1. Introduction
Pattern recognition receptors (PRRs) are responsible for sensing the presence of pathogens, including viruses, since they recognise conserved features of microbes known as pathogen-associated molecular patterns (PAMPs) (Akira et al., 2006). Four different classes of PRRs have been identified: Toll-like receptors (TLRs), C-type lectin receptors (CLRs), retinoic acid-inducible gene I (RIG-I)-like receptors (RLRs), and NOD-like receptors (NLRs) (Takeuchi and Akira, 2010).

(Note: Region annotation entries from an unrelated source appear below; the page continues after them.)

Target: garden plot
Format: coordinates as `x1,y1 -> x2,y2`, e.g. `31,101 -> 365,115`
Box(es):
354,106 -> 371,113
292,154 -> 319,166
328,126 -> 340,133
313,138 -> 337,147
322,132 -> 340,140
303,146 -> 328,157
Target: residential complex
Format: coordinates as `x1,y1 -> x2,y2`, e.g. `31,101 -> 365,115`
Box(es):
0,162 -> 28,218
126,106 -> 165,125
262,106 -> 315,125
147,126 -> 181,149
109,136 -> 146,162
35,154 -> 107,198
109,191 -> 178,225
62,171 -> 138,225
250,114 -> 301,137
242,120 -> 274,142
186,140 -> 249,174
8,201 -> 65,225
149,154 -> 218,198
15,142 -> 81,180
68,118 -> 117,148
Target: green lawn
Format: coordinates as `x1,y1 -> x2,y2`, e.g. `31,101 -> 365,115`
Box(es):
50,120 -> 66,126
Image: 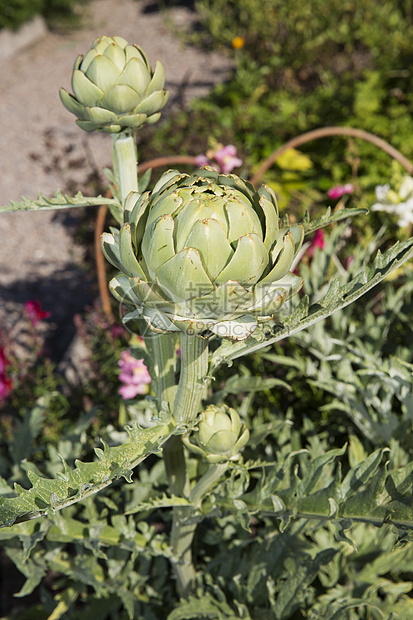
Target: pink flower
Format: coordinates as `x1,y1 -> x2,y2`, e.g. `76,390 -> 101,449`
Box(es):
0,347 -> 13,401
119,349 -> 151,400
24,299 -> 50,327
327,183 -> 354,200
307,228 -> 324,258
195,144 -> 242,174
215,144 -> 242,173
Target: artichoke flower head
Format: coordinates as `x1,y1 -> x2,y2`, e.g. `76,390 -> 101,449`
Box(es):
102,167 -> 303,340
59,36 -> 168,133
183,405 -> 250,463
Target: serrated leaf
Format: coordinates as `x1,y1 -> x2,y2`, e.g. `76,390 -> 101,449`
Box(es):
0,418 -> 175,527
0,190 -> 122,213
209,239 -> 413,375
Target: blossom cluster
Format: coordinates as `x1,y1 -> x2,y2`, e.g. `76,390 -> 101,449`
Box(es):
195,143 -> 242,174
372,176 -> 413,227
118,349 -> 151,400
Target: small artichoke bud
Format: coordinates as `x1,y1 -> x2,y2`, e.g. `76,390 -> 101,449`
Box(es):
185,405 -> 250,463
59,36 -> 168,133
102,167 -> 304,340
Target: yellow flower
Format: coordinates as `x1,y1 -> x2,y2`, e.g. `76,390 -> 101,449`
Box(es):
232,37 -> 245,50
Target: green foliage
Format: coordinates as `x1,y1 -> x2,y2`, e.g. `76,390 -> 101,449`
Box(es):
0,420 -> 174,527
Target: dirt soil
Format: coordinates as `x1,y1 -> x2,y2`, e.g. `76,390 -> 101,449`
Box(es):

RLRs are PRRs expressed both in professional and in various non-professional immune cells, including epithelial cells (Takeuchi and Akira, 2010). RLRs play a major role in triggering and modulating antiviral immunity by detecting exogenous viral RNAs (Loo and Gale, 2011; Yoneyama et al., 2015). The RLR family is composed of retinoic acid-inducible gene I (RIG-I), melanoma differentiation-associated gene 5 (MDA5), and laboratory of genetics and physiology 2 (LGP2). RLRs localise to the cytosol, and their expression is maintained at low levels in resting cells but is greatly increased after virus infection (Loo and Gale, 2011; Chow et al., 2018). The activation of RIG-I and MDA5 is regulated by multiple ubiquitin E3 ligases of the tripartite motif (TRIM) proteins such as TRIM containing 25 (TRIM25) and Riplet (Oshiumi et al., 2013). RIG-I and MDA5 sense viral RNAs through the mitochondrial antiviral signalling (MAVS) protein (Seth et al., 2005). Although the majority of MAVS is present on the outer mitochondrial membrane (OMM), a small proportion is located in the mitochondria-associated membranes (MAMs) as well as in the peroxisomes (Goubau et al., 2013). RIG-I and MDA5 harbour caspase activation and recruitment domains (CARDs), and they bind to and activate MAVS via CARD-CARD interactions, triggering polymerisation of MAVS into prion-like structures required for antiviral signalling (Hou et al., 2011; Banoth and Cassel, 2018). Activation of MAVS on mitochondria and MAMs results in stimulation of the kinases TBK1 and IKK and, consequently, of the transcription factors IRF3, IRF7, and NF-κB for the induction of genes encoding type I and type III interferon and pro-inflammatory cytokines (Onoguchi et al., 2007; Chow et al., 2018; Ablasser and Hur, 2020). LGP2 lacks antiviral signalling activity. LGP2 has been proposed to be an accessory protein important for regulating RIG-I and MDA5 signalling (Chow et al., 2018). Indeed, LGP2 interacts with MAVS in microsomes, blocking RIG-I/MAVS. After virus infection, LGP2 is rapidly released from MAVS and redistributed to mitochondria, which correlates with IRF3 activation (Esser-Nobis et al., 2020).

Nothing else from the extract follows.